Had a good talk today with Jon Kleinberg, professor at Cornell who some credit with work that inspired PageRank, though he's far too modest to accept that mantle. He says he's proud that in academic citations, his work on hubs and authorities is cited alongside PageRank as seminal to the…

Had a good talk today with Jon Kleinberg, professor at Cornell who some credit with work that inspired PageRank, though he’s far too modest to accept that mantle. He says he’s proud that in academic citations, his work on hubs and authorities is cited alongside PageRank as seminal to the current state of web search. While talking to Kleinberg was great for the historical perspective of my book (he was at IBM Almaden in the 96/97 timeframe, near Stanford, working on very similar stuff) it was also very interesting to hear his views on where search might be going.

He agrees with the consensus view that search is in its early days. The really hard problems – natural language queries, for example, have yet to be solved. “It’s kind of interesting to see how far search has gotten without actually understanding what’s in the document,” he noted.
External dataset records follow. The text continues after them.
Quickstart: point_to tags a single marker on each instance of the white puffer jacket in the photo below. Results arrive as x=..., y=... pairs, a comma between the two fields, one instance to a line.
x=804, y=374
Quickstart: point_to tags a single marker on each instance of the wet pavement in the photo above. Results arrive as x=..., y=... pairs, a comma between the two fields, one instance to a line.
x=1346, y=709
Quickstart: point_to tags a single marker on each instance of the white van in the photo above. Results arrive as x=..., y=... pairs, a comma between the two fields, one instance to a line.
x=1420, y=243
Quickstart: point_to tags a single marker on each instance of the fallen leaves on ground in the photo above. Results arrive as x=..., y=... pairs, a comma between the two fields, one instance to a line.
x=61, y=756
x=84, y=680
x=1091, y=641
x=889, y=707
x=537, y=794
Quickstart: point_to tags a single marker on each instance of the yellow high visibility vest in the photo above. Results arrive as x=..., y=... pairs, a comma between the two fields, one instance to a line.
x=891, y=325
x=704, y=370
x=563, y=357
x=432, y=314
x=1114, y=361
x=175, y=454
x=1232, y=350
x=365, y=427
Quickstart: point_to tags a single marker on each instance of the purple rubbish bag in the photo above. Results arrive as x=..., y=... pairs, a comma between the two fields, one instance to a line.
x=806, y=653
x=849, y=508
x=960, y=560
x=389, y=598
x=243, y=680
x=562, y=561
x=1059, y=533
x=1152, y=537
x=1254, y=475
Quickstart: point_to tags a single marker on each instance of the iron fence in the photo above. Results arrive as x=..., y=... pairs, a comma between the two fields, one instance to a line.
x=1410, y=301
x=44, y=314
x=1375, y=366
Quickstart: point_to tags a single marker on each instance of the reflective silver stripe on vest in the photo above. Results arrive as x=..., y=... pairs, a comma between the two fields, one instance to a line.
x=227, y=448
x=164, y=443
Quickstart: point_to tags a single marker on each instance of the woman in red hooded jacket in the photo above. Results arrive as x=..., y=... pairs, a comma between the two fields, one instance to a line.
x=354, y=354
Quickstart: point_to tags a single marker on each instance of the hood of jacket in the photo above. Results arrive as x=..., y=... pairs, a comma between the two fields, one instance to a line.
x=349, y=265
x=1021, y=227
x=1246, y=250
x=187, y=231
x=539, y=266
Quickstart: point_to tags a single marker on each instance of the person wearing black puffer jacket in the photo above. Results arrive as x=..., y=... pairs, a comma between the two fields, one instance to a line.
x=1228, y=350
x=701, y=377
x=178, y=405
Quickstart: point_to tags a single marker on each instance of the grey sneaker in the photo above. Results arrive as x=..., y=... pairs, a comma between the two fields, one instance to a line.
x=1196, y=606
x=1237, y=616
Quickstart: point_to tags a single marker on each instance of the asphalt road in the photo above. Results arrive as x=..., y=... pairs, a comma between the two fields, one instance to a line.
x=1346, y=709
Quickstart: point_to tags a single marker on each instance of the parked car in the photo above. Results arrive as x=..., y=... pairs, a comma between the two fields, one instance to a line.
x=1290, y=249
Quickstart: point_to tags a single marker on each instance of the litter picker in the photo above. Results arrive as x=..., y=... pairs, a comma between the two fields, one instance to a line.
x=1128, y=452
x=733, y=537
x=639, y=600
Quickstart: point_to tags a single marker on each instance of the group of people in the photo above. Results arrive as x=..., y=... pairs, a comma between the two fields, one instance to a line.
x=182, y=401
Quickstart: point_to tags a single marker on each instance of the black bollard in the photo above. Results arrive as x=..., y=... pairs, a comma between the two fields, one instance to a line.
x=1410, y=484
In other words, search has gotten pretty sophisticated using keyword matching, and link/pattern analysis. But search technology still has no idea what a document actually *means* – in the human sense.

Kleinberg outlined one of his core frustrations with search engines, one I am sure all readers have experienced: the inverse search. In this scenario, you know there is a core term or phrase that, if typed into Google, would yield exactly the set of pages you’re looking for. But you don’t know the term, and your attempts to divine it continually bring up frustrating and non-relevant results. Say, for example, you want to know more about that regulation that you’ve heard about, the one that says you have the right to fly – with no additional charge – on a different airline if the one you are on cancels your flight. You want to find out the specifics of that regulation, but how?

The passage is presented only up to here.